In der vergangenen Woche sind in Griechenland 379 Menschen angekommen. Am häufigsten fliehen sie vor dem weiterhin andauernden Krieg in Syrien, der politischen Unsicherheit im Irak und vor ethnischer Verfolgung in Afghanistan.
Wir möchten in den kommenden Wochen aus Griechenland berichten. Wir sind mit der Organisation Intereuropean Human Aid Association (IHA) in Thessaloniki, im Norden Griechenlands. Diese fünf Wochen sind für uns eine GRenzerfahrung, von der wir Euch gerne erzählen möchten.

Es ist heiß in Griechenland – sehr heiß. Das Thermometer in Thessaloniki zeigt 40 Grad Celsius. Noch während man die Dusche verlässt, rennt einem der Schweiß auch schon wieder über den Rücken – und abends kommen dann die Mücken. Einfach jede Tätigkeit muss wohl überlegt sein. Bei derartigen Temperaturen wundert es einen nicht, dass in der vergangenen Woche laut International Organisation of Migration (IOM) deutlich weniger Menschen nach Griechenland gekommen sind. Die Überfahrt über das Ägäische Meer und die Fluchtroute entlang der türkischen Straßen und Bahnlinien sind lebensgefährlich. Man flieht in diesen Tagen auch vor der Sonne.

Folgende Fragen werden uns in den kommenden Wochen immer wieder beschäftigen: Wie ist die Situation in Griechenland in Zeiten des sogenannten EU-Türkei-Deals? Was bedeutet es als Mensch „illegal“ zu sein? Wer arbeitet freiwillig für die vielen Nichtregierungsorganisationen, opfert ihren/seinen Urlaub und private Freizeit, um Menschen zu helfen?

Ein erstes Projekt, das wir bei der täglichen Arbeit unterstützt haben, ist foodKIND. Gemeinsam mit ihren Helferinnen und Helfern ist die IHA in Thessaloniki unterwegs, um Menschen ohne Obdach, ein Brot zu geben, einen Tee zu reichen und ein paar herzliche Worte auszutauschen. Letzteres ist oftmals der wichtigste Kontakt des Tages für diese Menschen, denn es wird nach dem körperlichen Befinden oder irgendwelchen sonstigen Problemen gefragt.
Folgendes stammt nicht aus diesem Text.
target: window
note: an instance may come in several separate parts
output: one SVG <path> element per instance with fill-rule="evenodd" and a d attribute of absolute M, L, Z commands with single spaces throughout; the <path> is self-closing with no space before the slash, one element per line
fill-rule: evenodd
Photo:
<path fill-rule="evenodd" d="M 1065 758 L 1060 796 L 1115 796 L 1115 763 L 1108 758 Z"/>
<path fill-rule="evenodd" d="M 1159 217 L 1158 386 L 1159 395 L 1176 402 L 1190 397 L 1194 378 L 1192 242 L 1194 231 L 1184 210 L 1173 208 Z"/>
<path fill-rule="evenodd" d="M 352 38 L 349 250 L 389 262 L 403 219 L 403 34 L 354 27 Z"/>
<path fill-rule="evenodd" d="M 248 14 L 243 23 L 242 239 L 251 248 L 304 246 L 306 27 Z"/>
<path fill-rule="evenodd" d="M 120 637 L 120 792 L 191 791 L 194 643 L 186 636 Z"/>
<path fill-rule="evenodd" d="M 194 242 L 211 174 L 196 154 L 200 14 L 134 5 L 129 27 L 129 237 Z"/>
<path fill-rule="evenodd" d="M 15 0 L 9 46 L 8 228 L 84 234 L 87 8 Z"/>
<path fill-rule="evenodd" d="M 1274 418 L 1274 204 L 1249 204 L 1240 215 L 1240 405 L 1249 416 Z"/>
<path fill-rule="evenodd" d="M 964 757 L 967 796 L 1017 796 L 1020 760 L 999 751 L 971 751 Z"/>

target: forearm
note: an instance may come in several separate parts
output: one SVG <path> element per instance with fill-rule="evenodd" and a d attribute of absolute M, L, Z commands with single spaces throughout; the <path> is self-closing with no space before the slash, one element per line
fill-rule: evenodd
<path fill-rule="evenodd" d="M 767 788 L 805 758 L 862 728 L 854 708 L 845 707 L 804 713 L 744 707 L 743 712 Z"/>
Unter unwürdigen und menschenfeindlichen Bedingungen müssen viele Menschen als sogenannte „Illegale“ oder „Sans-papiers“ ihr derzeitiges Leben verbringen. Und das nicht weit von jenem Meer entfernt, an dem jeden Tag tausende Touristen ihren Urlaub verbringen.
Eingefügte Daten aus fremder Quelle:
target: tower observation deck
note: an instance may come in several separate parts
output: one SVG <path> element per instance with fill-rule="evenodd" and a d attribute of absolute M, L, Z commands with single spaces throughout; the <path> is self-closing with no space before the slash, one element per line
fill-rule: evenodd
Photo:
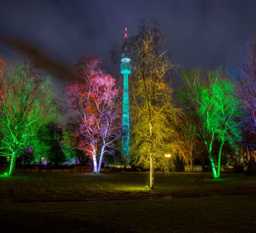
<path fill-rule="evenodd" d="M 127 49 L 127 27 L 125 25 L 124 48 L 121 56 L 120 72 L 124 75 L 122 154 L 130 162 L 130 117 L 129 115 L 129 87 L 128 75 L 131 73 L 131 58 Z"/>

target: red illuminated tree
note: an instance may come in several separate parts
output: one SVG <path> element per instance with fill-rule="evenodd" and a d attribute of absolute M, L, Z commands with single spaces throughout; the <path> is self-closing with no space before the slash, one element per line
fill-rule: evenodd
<path fill-rule="evenodd" d="M 116 105 L 118 88 L 101 64 L 98 57 L 84 57 L 77 65 L 76 80 L 66 88 L 70 109 L 81 116 L 81 123 L 74 135 L 75 148 L 92 157 L 94 173 L 100 172 L 104 153 L 110 153 L 109 149 L 121 135 Z"/>

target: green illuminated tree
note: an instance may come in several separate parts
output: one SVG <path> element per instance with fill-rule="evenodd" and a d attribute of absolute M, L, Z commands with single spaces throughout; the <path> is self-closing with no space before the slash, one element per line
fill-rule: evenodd
<path fill-rule="evenodd" d="M 221 68 L 219 68 L 209 72 L 209 85 L 206 87 L 201 81 L 200 71 L 186 71 L 183 76 L 188 88 L 183 89 L 180 95 L 183 104 L 199 122 L 195 133 L 205 144 L 214 178 L 220 177 L 223 144 L 228 142 L 234 146 L 234 142 L 240 135 L 239 100 L 233 94 L 233 85 L 224 78 L 222 71 Z M 215 139 L 221 143 L 216 164 L 212 155 Z"/>
<path fill-rule="evenodd" d="M 0 66 L 0 155 L 11 156 L 12 175 L 21 150 L 36 143 L 42 127 L 55 118 L 57 105 L 51 78 L 45 81 L 26 57 L 13 74 Z"/>
<path fill-rule="evenodd" d="M 154 170 L 169 169 L 164 155 L 174 148 L 172 138 L 179 113 L 173 103 L 173 89 L 166 81 L 175 66 L 162 51 L 164 42 L 154 25 L 144 23 L 129 45 L 134 65 L 130 82 L 131 158 L 135 165 L 149 169 L 151 189 L 154 188 Z"/>

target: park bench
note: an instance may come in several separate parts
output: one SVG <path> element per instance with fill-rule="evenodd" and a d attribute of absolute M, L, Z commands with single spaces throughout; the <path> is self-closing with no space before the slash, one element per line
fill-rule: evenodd
<path fill-rule="evenodd" d="M 205 172 L 202 172 L 199 178 L 194 180 L 194 181 L 202 181 L 202 180 L 205 182 Z"/>

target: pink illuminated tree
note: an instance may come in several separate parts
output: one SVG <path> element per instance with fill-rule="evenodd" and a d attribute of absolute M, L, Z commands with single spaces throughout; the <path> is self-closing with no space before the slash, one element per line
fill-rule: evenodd
<path fill-rule="evenodd" d="M 104 153 L 111 153 L 109 148 L 121 136 L 117 107 L 119 90 L 115 80 L 102 70 L 101 64 L 98 57 L 83 57 L 77 65 L 75 81 L 66 89 L 70 109 L 81 117 L 81 123 L 74 135 L 74 148 L 92 157 L 96 173 L 100 171 Z"/>

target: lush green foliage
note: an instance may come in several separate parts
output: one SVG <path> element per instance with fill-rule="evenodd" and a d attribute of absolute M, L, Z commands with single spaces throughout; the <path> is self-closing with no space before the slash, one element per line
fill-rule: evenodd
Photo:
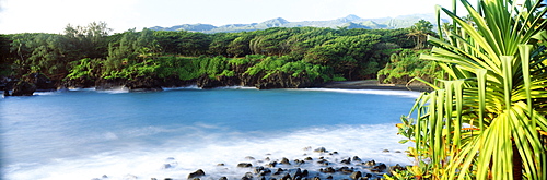
<path fill-rule="evenodd" d="M 377 75 L 384 76 L 384 83 L 397 83 L 403 77 L 420 77 L 434 83 L 435 80 L 443 77 L 440 67 L 434 61 L 419 58 L 421 53 L 429 53 L 429 51 L 403 49 L 398 53 L 392 53 L 391 61 L 377 72 Z"/>
<path fill-rule="evenodd" d="M 454 1 L 455 2 L 455 1 Z M 447 74 L 403 117 L 416 165 L 395 178 L 547 178 L 547 21 L 542 1 L 462 0 L 454 21 L 421 59 Z M 408 173 L 410 172 L 410 173 Z"/>
<path fill-rule="evenodd" d="M 276 27 L 218 34 L 129 29 L 108 36 L 109 31 L 105 23 L 91 23 L 68 25 L 62 35 L 1 36 L 0 48 L 7 52 L 2 53 L 2 74 L 40 72 L 54 80 L 194 80 L 203 74 L 233 76 L 234 63 L 252 63 L 246 65 L 251 74 L 362 80 L 375 79 L 397 49 L 416 45 L 406 36 L 410 29 Z"/>

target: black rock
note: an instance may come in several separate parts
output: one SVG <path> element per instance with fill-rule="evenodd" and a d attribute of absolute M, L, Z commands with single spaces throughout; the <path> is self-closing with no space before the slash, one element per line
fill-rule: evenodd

Die freiwilligen Helfer*innen von foodKIND erzählen uns zu jedem einzelnen Menschen eine Geschichte – sofern sie diese kennen, denn viele haben Angst vor der Polizei. Die Bedeutung des Wortes „Illegal“ ist: Sie haben keinen Pass. Doch etwas viel Wertvolleres trägt jeder Mensch immer und überall bei sich – eine Erinnerung an die eigene Heimat, den Lieblingsort oder die Schulzeit. Erinnerungen an die Eltern und Großeltern und somit an die Geschichte der Familie. Aber auch Erinnerungen an die Zeit mit dem aggressiven Ehemann zuhause. Dies sind jene Geschichten, die uns nachdenklich machen. Aus der Zahl 379 sind plötzlich ganz unterschiedliche Menschen geworden. Aus einem anonymen Kollektiv wurde ein Handschlag und ein „Danke“.
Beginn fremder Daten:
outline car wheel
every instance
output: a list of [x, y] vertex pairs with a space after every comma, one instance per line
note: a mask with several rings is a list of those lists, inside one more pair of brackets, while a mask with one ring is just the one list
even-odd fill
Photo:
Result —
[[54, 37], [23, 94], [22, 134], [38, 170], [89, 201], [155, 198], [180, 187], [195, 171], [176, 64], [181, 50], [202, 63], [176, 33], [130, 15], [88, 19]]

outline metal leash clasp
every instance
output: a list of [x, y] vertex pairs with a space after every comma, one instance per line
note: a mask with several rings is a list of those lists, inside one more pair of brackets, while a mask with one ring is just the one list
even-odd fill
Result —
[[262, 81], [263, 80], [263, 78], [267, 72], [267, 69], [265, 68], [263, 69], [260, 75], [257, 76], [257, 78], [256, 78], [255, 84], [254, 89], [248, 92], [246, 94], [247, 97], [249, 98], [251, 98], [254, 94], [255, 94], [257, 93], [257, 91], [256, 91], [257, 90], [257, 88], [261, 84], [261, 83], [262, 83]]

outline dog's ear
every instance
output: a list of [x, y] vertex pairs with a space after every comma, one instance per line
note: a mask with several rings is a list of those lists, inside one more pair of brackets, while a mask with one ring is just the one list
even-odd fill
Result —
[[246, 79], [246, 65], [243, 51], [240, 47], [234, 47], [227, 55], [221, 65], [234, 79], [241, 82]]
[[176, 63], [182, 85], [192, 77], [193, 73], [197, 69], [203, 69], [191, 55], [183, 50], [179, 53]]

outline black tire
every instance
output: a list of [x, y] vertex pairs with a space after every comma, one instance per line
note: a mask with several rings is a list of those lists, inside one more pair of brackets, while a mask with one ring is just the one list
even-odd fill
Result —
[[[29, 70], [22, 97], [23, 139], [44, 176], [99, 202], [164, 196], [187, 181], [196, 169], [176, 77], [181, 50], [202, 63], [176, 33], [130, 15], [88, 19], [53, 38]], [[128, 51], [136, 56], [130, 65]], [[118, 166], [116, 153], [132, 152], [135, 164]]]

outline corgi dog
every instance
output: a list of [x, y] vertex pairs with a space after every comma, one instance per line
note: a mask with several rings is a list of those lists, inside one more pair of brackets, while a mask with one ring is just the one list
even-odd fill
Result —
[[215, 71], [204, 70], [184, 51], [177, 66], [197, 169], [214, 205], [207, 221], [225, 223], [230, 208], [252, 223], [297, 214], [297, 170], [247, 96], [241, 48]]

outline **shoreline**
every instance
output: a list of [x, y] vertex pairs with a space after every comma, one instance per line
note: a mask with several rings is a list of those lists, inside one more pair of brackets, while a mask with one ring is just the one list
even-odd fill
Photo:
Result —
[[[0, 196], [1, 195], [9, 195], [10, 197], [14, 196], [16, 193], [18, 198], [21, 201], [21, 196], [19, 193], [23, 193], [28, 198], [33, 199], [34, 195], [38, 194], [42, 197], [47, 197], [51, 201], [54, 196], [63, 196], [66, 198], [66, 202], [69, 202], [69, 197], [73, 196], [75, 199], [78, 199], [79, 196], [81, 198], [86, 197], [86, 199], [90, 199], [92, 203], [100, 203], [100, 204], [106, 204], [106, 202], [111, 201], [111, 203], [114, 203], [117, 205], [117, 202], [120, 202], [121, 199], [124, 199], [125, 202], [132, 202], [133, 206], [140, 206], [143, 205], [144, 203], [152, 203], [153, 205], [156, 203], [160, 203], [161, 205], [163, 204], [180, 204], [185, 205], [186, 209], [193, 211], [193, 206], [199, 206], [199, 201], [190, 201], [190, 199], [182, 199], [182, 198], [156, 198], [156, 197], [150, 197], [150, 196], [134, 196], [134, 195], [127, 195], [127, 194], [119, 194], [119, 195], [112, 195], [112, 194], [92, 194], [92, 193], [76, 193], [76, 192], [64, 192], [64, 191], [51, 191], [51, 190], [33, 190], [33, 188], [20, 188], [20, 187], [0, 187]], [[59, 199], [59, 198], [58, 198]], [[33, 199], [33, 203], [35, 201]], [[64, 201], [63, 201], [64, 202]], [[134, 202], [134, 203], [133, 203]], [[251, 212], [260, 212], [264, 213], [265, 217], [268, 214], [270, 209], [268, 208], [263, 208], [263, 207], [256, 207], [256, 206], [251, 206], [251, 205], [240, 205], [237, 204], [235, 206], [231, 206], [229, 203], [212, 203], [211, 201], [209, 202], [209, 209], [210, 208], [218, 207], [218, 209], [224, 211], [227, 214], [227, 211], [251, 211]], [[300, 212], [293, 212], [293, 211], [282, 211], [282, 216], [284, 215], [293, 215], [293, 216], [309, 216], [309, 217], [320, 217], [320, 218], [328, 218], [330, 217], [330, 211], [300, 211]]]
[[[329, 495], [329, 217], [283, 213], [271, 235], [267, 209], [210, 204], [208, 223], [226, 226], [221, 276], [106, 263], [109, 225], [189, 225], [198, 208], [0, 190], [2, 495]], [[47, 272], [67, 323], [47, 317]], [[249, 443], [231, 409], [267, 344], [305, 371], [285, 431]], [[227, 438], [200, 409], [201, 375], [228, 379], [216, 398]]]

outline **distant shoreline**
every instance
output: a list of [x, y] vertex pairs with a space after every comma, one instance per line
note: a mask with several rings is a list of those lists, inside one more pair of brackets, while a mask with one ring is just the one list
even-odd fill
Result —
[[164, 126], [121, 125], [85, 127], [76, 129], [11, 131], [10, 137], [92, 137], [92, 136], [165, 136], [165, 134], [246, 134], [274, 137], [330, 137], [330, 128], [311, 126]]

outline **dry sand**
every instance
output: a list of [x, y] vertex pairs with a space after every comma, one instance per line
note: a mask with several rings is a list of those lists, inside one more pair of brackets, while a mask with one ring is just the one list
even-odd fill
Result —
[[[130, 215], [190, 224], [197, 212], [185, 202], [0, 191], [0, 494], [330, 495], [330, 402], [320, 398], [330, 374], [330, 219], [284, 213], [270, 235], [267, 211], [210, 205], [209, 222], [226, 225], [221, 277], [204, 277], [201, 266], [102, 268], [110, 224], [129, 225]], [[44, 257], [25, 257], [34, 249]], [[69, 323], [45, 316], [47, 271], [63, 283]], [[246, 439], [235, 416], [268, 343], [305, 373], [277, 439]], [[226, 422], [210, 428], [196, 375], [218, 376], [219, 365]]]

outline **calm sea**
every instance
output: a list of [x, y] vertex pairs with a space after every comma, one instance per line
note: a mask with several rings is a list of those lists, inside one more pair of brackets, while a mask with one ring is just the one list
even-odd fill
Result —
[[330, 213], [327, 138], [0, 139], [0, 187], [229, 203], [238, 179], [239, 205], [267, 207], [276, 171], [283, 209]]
Wir werden in ein stillgelegtes Fabrikgebäude eingeladen. Auf einer Decke auf dem kühlen Steinboden sitzend, unterhalten wir uns über den Alltag junger Menschen: Facebook, Perspektiven, Strand und Sonne. Der warme Wind bläst durch die völlig maroden Hallen. Es ist ein menschenfeindlicher Ort – aber der kühle Steinboden, das erfrischende Getränk und die Gastfreundschaft dieser Menschen, lassen uns trotz allem für einen kurzen Moment das Leben genießen.

Als wir uns verabschieden und sich unser Auto wieder in den nimmermüden Stadtverkehr einreiht, wird uns eines deutlich: Die Zahl 379 bedeutet so viel mehr. Die Zahl 379 bedeutet die Möglichkeit, Menschen kennenzulernen, ihren Geschichten zuzuhören und Freunde zu gewinnen.